Rest is often helpful during flares; hospitalization is rarely necessary. Alternately, flares can be controlled by steroids that are given by injection. In people who are already taking methotrexate or oral steroids, flares can often be controlled by increasing the doses of these drugs. Treatment of flares Flares are temporary exacerbations of rheumatoid arthritis that can occur in addition to the ongoing inflammation. However, people with a badly damaged joint who cannot undergo joint replacement surgery may benefit from use of a long acting narcotic under the supervision of a rheumatologist or pain specialist. Use of narcotic analgesics such as such as codeine, oxycodone, and hydrocodone is generally discouraged because of the long term nature of rheumatoid arthritis and the risk of dependence and addiction.

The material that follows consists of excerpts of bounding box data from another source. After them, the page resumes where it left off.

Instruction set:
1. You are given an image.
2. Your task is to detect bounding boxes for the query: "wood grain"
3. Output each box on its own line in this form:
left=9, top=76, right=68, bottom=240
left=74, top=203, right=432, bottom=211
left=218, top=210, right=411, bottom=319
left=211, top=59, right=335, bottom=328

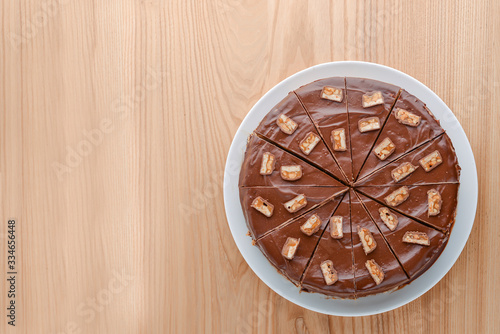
left=0, top=0, right=500, bottom=334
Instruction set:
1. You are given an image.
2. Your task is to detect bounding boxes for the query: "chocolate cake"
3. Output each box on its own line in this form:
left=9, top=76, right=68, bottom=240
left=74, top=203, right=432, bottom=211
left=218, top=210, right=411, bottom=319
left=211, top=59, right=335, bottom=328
left=239, top=77, right=460, bottom=298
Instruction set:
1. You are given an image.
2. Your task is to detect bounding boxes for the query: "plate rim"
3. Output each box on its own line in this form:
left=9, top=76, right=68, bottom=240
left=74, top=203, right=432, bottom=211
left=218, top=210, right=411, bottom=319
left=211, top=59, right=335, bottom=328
left=223, top=61, right=478, bottom=316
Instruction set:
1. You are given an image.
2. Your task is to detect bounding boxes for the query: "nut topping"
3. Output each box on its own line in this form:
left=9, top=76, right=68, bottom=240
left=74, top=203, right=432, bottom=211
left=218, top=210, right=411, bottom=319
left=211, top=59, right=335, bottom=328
left=378, top=206, right=399, bottom=231
left=363, top=91, right=384, bottom=108
left=394, top=108, right=421, bottom=127
left=391, top=162, right=418, bottom=182
left=330, top=216, right=344, bottom=239
left=320, top=260, right=339, bottom=285
left=276, top=114, right=299, bottom=135
left=358, top=227, right=377, bottom=255
left=427, top=189, right=443, bottom=217
left=260, top=152, right=276, bottom=175
left=300, top=214, right=321, bottom=236
left=299, top=132, right=321, bottom=155
left=384, top=186, right=410, bottom=206
left=365, top=260, right=385, bottom=285
left=403, top=232, right=431, bottom=246
left=281, top=237, right=300, bottom=260
left=321, top=86, right=344, bottom=102
left=251, top=196, right=274, bottom=217
left=373, top=137, right=396, bottom=161
left=285, top=194, right=307, bottom=213
left=280, top=165, right=302, bottom=181
left=332, top=128, right=347, bottom=151
left=419, top=151, right=443, bottom=172
left=358, top=117, right=380, bottom=133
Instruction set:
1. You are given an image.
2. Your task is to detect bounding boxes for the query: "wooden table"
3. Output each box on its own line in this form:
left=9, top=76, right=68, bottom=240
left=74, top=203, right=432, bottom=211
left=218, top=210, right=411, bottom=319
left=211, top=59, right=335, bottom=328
left=0, top=0, right=500, bottom=334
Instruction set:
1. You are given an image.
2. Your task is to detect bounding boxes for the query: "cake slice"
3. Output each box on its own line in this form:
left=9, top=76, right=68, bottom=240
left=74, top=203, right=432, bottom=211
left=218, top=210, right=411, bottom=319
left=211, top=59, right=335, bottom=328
left=356, top=133, right=460, bottom=186
left=358, top=193, right=448, bottom=279
left=301, top=194, right=355, bottom=298
left=350, top=190, right=408, bottom=297
left=346, top=77, right=399, bottom=179
left=295, top=77, right=353, bottom=181
left=240, top=186, right=347, bottom=239
left=239, top=135, right=342, bottom=187
left=255, top=92, right=345, bottom=180
left=257, top=197, right=342, bottom=285
left=356, top=183, right=459, bottom=232
left=358, top=90, right=444, bottom=179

Thursday, September 24, 2009

Treatment of Rheumatoid Arthritis

Oral glucocorticoids are not frequently recommended for people with mild rheumatoid arthritis. These medications are discussed in more detail in a separate topic review. If one or more joints remain swollen or tender after a few weeks of treatment with an NSAID, one or more DMARDs may be recommended, including methotrexate, hydroxychloroquine, or sulfasalazine. This combination is continued only until inflammation has subsided. Mild rheumatoid arthritis is usually treated initially with nonpharmacologic therapies and an NSAID. Severity of rheumatoid arthritis The severity of rheumatoid arthritis is based upon the severity of inflammation. Activity of rheumatoid arthritis The activity of rheumatoid arthritis refers to the presence of joint swelling. The type and sequence of drugs used for rheumatoid arthritis treatment depends upon three factors: the activity, severity, and stage of rheumatoid arthritis.